Strikingly absent among this human detritus are people who live productive lives in the midst of healthy communities. Tinkers, tailors, soldiers and sailors are hard to find, or anyone else making something useful for the common good. Similarly, opinion formers, cabinet ministers, broadcasters or the otherwise rich and famous have not taken time to sign up here. At Morrison's Academy, for example, there is no entry for: "Ewan McGregor (Shorty). Just finished making out with Nicole Kidman in Moulin Rouge (and yes she Can-Can!)"
But at least at the same school we find one of the shafts of humour which are the site's redeeming feature. Rodney Munch ("Muncher") informs his pals that, after a career in Columbia with American covert ops, he is now working for Aeroflot and based in Moscow where: "I live with my partner Horst and two adopted children." If true, Muncher's invitation to the alumni dinner may get lost in the post.
In the same vein, alleged sex-changes are infrequent but funny. Michael/Michelle Graham of Annan Academy (alias "Poof" or "Girl") now lives "in leafy Tufnell Park, with a long-haired Chihuahua called Gerald". Fergus Stevenson ("Ferg") of Nairn Academy has come a long way since the class of '87. "Former research scientist at Huntingdon Life Sciences. Spend my day injecting cancer into puppies' heads. Very rewarding job. Making money to have a gender reassignment operation so that myself and Andrew Clucas can be legally married as man and wife."
At friendsreunited you can travel the length and breadth of the country to chuckle at freaks of all shapes and sizes. But when you narrow the focus and search for what's really important to you, the laughter stops and a happy memory is ruined by someone else's recollection.
For me, conkers and getting the bumps on my birthday seems an important part of the past. I don't recall the notion that one school friend of mine was "resolutely single and heterosexual" cropping up in a 1970s conversation, though nearly 30 years on, he feels his old mates should know he's "still the same guy".
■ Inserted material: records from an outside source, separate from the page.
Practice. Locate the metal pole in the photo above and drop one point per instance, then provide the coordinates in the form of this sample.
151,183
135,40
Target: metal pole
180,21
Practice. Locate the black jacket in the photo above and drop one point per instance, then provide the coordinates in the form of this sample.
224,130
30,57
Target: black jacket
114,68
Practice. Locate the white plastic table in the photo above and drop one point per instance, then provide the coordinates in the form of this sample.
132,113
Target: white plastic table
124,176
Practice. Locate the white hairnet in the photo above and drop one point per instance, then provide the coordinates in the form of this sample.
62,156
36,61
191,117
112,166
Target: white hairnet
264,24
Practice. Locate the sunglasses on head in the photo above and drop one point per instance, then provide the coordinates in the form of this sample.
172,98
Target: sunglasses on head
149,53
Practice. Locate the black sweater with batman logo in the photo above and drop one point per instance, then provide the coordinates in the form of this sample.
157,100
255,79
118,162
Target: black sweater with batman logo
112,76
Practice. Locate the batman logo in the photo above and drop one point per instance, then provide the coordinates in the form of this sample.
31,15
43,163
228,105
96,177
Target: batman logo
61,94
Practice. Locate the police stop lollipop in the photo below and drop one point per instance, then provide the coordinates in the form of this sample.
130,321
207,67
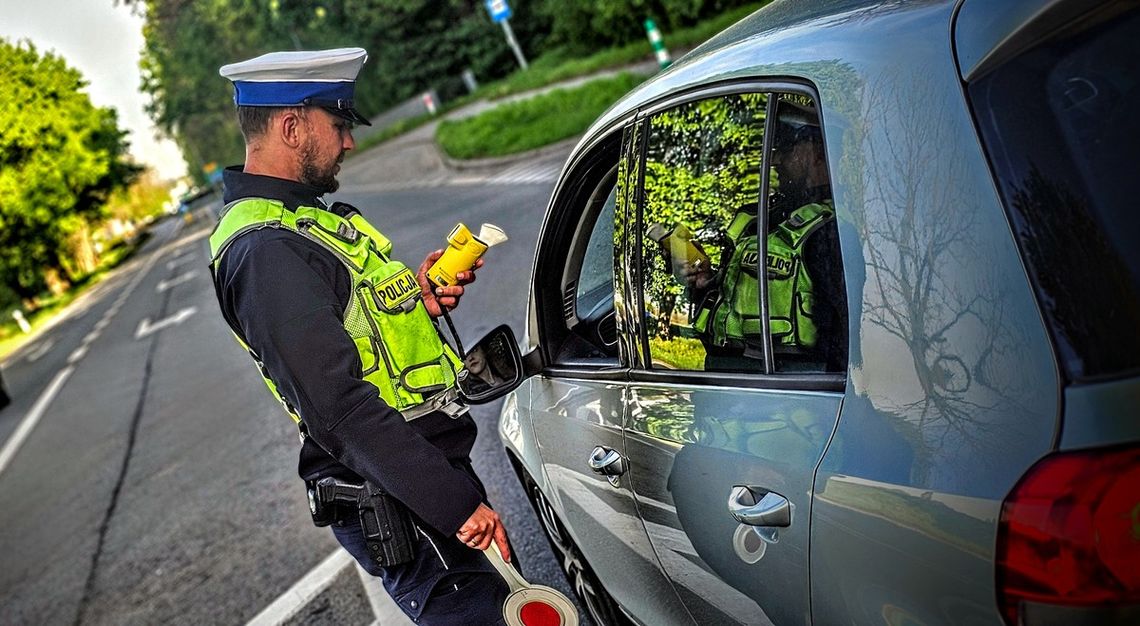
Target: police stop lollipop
530,604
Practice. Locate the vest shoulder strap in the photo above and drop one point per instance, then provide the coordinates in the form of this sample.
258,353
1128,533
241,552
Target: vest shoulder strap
805,220
243,216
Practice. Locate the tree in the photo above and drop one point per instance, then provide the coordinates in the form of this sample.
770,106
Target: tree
60,159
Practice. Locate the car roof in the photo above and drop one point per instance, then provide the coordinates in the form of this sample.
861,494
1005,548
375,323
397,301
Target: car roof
770,42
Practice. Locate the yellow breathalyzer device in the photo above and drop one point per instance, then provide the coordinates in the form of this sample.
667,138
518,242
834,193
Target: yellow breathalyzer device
680,244
463,250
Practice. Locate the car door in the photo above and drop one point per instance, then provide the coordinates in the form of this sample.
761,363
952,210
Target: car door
577,405
729,411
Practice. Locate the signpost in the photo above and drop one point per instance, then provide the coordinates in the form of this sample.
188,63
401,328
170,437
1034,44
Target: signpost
501,13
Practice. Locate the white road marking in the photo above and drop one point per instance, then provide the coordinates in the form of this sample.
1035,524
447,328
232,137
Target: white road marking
181,260
303,591
33,416
146,327
163,285
41,404
76,354
40,350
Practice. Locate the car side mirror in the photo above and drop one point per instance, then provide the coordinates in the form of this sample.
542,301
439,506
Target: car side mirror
493,367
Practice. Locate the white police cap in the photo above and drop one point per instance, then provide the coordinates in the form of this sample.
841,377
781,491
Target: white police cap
303,78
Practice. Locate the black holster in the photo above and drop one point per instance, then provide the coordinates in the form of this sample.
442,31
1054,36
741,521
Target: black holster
388,528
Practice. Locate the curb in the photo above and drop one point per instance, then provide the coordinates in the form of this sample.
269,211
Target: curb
461,164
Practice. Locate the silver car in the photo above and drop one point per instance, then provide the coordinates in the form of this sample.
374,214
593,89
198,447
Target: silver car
935,421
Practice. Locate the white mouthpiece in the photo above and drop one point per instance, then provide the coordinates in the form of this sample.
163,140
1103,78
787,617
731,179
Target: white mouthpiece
491,235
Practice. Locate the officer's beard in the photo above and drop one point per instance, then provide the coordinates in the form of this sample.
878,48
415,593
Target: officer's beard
314,175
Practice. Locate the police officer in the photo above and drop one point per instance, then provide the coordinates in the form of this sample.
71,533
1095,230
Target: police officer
344,336
729,317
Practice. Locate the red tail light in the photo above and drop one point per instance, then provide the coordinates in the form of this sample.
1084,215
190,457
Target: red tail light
1069,533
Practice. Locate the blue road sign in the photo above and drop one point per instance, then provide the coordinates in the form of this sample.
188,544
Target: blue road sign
498,9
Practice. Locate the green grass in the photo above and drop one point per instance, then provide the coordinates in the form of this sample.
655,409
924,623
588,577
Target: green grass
50,306
560,65
535,122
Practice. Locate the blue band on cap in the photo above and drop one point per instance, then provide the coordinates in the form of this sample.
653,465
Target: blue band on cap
290,94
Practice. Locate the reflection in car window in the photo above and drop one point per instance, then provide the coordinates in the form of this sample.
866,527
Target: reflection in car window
596,274
701,248
701,183
806,299
1059,123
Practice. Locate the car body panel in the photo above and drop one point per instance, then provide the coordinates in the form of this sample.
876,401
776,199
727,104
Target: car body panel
1101,414
689,446
952,390
569,417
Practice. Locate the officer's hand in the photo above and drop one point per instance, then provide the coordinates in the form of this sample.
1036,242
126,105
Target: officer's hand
698,276
439,299
481,528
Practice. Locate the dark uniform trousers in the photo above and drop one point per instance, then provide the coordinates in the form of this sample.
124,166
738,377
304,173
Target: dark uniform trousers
446,584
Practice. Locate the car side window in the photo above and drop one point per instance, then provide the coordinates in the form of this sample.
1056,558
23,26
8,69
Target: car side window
576,265
807,302
703,206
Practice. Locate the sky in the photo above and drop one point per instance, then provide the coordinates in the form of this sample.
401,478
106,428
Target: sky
102,40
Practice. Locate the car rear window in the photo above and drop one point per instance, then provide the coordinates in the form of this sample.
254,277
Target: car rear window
1061,125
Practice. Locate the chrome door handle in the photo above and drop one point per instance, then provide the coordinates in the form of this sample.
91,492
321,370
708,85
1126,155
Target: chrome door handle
607,462
771,510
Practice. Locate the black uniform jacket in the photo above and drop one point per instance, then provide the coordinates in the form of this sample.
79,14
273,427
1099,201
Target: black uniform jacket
286,297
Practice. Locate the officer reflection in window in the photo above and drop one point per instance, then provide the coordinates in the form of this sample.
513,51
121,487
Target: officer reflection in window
727,298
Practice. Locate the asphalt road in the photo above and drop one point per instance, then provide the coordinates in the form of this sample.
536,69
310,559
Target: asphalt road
147,477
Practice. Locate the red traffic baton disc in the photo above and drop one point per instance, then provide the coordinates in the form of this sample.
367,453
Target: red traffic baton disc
530,604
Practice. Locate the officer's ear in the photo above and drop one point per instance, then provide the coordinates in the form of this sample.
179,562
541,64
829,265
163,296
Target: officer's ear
292,127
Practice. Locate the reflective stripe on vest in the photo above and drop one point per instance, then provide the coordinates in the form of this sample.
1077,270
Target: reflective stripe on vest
735,315
400,350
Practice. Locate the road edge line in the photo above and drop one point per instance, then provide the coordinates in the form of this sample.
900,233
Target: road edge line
303,591
38,409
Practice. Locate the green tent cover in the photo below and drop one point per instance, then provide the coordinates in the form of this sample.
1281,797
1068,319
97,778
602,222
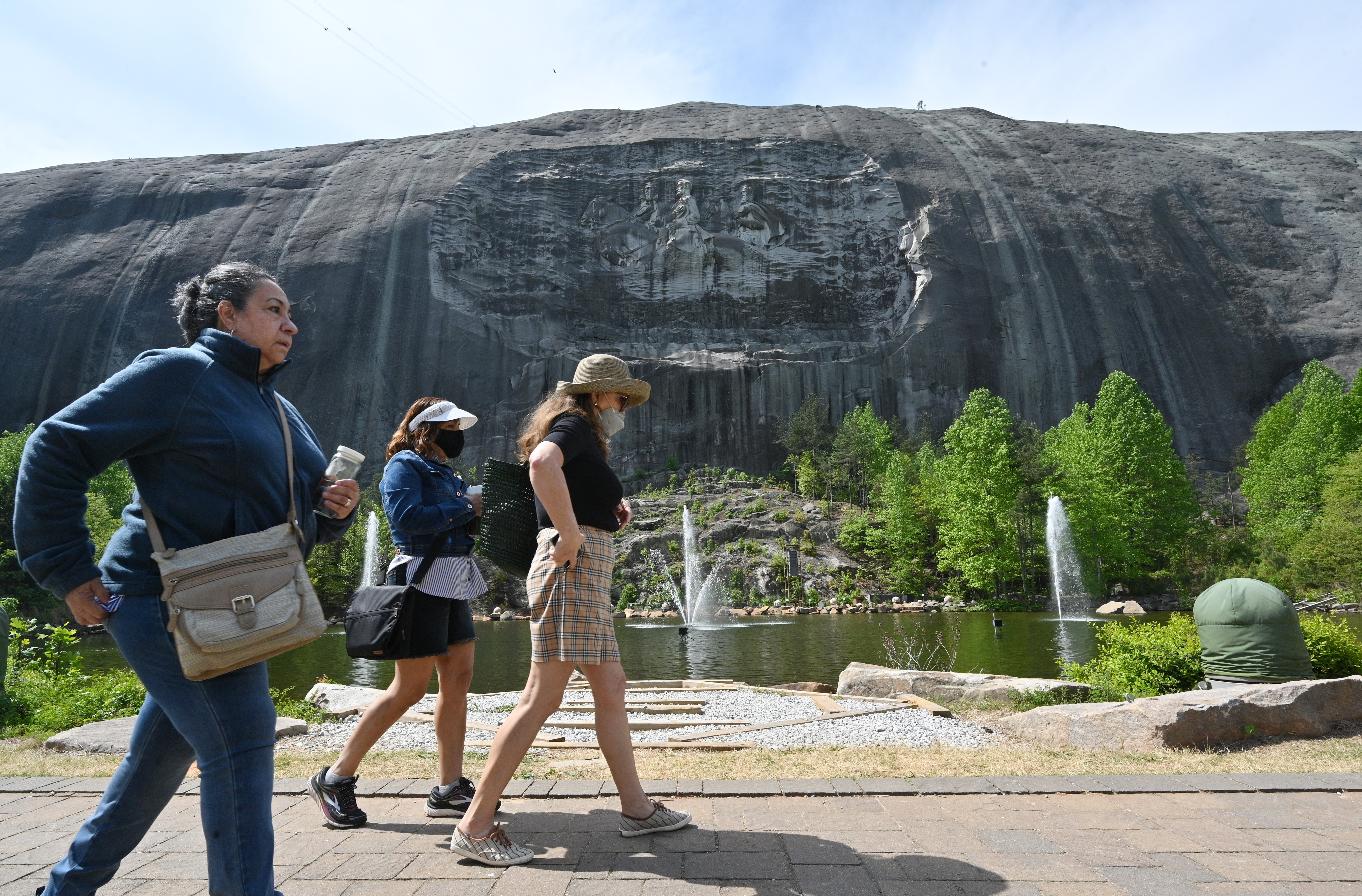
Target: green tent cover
1250,630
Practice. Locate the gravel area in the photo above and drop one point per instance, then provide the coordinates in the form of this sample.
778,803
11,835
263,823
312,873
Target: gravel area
904,728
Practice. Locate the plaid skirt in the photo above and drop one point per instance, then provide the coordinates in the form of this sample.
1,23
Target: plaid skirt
570,606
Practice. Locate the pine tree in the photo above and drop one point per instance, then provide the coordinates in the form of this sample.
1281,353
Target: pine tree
1127,492
1294,444
979,483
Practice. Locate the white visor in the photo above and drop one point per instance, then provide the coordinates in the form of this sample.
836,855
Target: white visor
440,413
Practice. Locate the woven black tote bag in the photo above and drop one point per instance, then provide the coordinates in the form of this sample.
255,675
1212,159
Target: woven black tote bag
509,519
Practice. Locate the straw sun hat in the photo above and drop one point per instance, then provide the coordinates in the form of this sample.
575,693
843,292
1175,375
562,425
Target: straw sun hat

And that's how it is with wee Dougie Ross. At the website he writes: "After school I went to Stirling to do economics, spent some time working in Edinburgh then went to teach in Japan. Now married with a two-year-old son." These days he might be short and bald with a beer gut and black teeth, whistling for his wife to bring him a bottle from the fridge while he gawps at the footie on the box. Alternatively the pair of them could be saintly figures, working with the street children in the east end of London, teaching life skills to make them whole again. Who knows?
In the spirit of professional nosiness I sent Dougie Ross an e-mail, care of friendsreunited. I hope Douglas Ross doesn't reply. I preferred him in shorts.
* Mike Wade lives in Edinburgh with his wife and two kids. He still plays conkers and drinks like a fish.